Much credit for the film’s successes sits with Radcliffe, who seems utterly at home in a supernatural environment full of demons, tragedy, angst and earnestness. Temple also strikes the right innocent nymphette cord, and the young cast of the childhood flashback is especially strong.

The storyline itself carries the unmistakable odor of Stephen King, with the small town crime and flashback to the innocence of youth and the many untold dangers therein (Stand By Me, It, etc.) But King Senior never dove headlong into such blasphemous territory, while his son toys with recasting Satan, if not as hero, then as anti-hero.

Aja struggles gleefully to strike the right tone, and though his cast seems game, no one can quite overcome the symbolism gimmicks or stilted dialog.

Dense with color and texture, Horns invites you into a wild, often poorly acted and weakly written yet sumptuously filmed world of dark magic. It’s a fascinating mess.

Verdict-2-5-Stars

 

 





Before the Howl

Kill Your Darlings

by Hope Madden

There are countless, fascinating stories surrounding the earliest Beat Generation writers – likely because they were sort of endlessly fascinating themselves. That, plus they kept writing about their adventures, so legends are born.

Any film about the Beats is a dream and a nightmare for writers and cast alike. What writer wouldn’t want to take a shot at a conversation between Allen Ginsburg and William Burroughs? And yet, what writer would dare?

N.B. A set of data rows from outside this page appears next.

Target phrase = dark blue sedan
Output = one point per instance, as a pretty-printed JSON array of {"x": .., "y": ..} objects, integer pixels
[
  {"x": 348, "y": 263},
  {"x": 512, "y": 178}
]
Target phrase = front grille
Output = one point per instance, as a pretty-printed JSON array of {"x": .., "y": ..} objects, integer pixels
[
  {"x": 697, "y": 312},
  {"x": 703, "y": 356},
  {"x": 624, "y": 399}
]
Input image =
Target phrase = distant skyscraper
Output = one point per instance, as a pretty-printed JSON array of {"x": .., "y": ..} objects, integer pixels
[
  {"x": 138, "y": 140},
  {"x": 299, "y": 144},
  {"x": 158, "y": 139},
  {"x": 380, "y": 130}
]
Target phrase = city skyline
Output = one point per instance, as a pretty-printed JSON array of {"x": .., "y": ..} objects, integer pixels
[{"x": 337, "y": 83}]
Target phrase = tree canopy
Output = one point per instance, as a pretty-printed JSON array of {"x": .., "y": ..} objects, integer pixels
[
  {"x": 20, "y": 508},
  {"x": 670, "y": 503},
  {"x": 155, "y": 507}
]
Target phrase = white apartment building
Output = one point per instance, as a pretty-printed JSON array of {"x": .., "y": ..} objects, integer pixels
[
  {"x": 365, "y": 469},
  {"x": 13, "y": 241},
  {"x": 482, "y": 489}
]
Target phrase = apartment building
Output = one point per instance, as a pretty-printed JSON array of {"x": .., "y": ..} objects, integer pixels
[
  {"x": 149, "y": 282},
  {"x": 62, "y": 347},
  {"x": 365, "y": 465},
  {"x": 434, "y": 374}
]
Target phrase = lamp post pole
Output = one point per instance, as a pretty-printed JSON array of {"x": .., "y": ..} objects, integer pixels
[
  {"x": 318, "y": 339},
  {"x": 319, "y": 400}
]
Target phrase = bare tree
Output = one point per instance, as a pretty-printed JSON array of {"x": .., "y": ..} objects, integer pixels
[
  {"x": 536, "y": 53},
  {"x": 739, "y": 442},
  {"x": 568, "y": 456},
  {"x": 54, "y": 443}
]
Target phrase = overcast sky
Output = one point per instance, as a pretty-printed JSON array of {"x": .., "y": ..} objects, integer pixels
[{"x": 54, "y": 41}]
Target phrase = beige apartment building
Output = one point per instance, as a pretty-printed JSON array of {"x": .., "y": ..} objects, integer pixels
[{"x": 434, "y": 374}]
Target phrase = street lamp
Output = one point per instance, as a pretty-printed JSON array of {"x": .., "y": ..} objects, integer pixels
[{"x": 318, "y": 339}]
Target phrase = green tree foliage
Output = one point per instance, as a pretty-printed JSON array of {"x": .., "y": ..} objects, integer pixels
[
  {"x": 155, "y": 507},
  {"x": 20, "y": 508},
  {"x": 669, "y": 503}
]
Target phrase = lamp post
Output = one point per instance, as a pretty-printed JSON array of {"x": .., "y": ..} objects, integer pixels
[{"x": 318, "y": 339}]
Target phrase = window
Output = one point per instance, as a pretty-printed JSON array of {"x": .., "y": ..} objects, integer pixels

The same can be said for any actor hoping to capture these literary characters we know so well from their own pages. But Kill Your Darlings aims to do justice to all of it – the movement, the participants, the socio-political climate, and the true crime story few recall.

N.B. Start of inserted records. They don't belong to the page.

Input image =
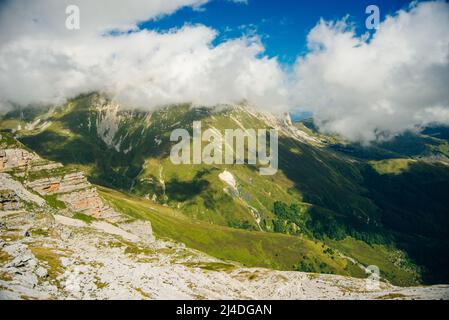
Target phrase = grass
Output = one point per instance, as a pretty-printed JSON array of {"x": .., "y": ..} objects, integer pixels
[
  {"x": 250, "y": 248},
  {"x": 392, "y": 166},
  {"x": 380, "y": 256}
]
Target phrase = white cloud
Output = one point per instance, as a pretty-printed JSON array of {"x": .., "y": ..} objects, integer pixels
[
  {"x": 365, "y": 90},
  {"x": 143, "y": 69}
]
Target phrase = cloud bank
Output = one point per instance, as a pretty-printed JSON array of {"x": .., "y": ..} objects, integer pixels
[{"x": 363, "y": 89}]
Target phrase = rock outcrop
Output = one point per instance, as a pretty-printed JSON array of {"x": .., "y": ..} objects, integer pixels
[
  {"x": 48, "y": 178},
  {"x": 16, "y": 158}
]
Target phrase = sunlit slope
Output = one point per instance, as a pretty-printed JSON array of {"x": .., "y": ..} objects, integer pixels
[{"x": 323, "y": 189}]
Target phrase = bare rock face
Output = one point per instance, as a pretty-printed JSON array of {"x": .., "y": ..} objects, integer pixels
[
  {"x": 16, "y": 158},
  {"x": 88, "y": 202},
  {"x": 9, "y": 200},
  {"x": 47, "y": 178},
  {"x": 58, "y": 185}
]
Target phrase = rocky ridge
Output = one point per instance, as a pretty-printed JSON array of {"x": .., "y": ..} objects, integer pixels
[{"x": 85, "y": 249}]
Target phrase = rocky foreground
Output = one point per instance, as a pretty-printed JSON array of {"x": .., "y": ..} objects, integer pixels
[{"x": 60, "y": 240}]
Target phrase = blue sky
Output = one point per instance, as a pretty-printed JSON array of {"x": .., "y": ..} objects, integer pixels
[{"x": 283, "y": 25}]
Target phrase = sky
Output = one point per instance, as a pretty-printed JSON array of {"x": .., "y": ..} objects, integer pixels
[
  {"x": 275, "y": 56},
  {"x": 283, "y": 25}
]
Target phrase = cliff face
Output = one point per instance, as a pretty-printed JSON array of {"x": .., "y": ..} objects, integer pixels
[{"x": 48, "y": 250}]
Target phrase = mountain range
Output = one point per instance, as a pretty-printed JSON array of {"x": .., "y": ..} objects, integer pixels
[{"x": 333, "y": 207}]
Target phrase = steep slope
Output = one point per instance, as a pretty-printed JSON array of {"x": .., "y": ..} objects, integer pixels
[
  {"x": 50, "y": 251},
  {"x": 323, "y": 191}
]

Kill Your Darlings revisits that burgeoning circle of geniuses to spin a more somber origins story than those we usually hear. Rather than emphasizing the madcap, mind-altering, conformity-be-damned journeys of Ginsburg, Burroughs or Kerouac we’ve grown accustomed to, the film is based on the murder that splintered the group.

It’s Columbia University of the mid 1940s. As World War II rages, young New Jerseyan Allen Ginsburg (Daniel Radcliffe) begins his life as a college freshman. He quickly falls in with the wrong sort. Thank God!

The film shadows Ginsburg along his journey toward self-expression by way of an infatuation with schoolmate Lucien Carr (Dane DeHaan).

Carr introduces him to elder statesman/criminal element William H. Burroughs (Ben Foster), and later, to football playing senior and part time merchant marine Jack Kerouac (Jack Huston – of those Hustons). Together they alter their minds and begin a framework for a new world order for writers.

Carr also introduces Ginsburg to David Kammerer (Michael C. Hall), whom Carr would later murder.

Though first time feature director John Krokidas has trouble deciding whether his is a coming of age tale or a murder mystery, and though he’s never able to clearly define the events’ connection to the actual writing that would eventually flood from these poets and scoundrels, he pulls together a competently crafted tale buoyed by well defined and tenderly animated characters.

Radcliffe’s growth as an actor continues to impress, as does his somewhat fearless choice of projects, but it’s DeHaan who steals the film. Damaged, vulnerable and seductive, he’s exactly the cauldron of conflict that inspires an artistic revolution.

Hall, Huston and Foster also impress as Krokidas throws light on some fascinating (if one-sided, fairly fictionalized, perfectly lurid) details of the spark that burst into the Beat Generation. They can’t quite transcend the limitations of a novice director and an under-focused screenplay, but they will compel your attention while they have you.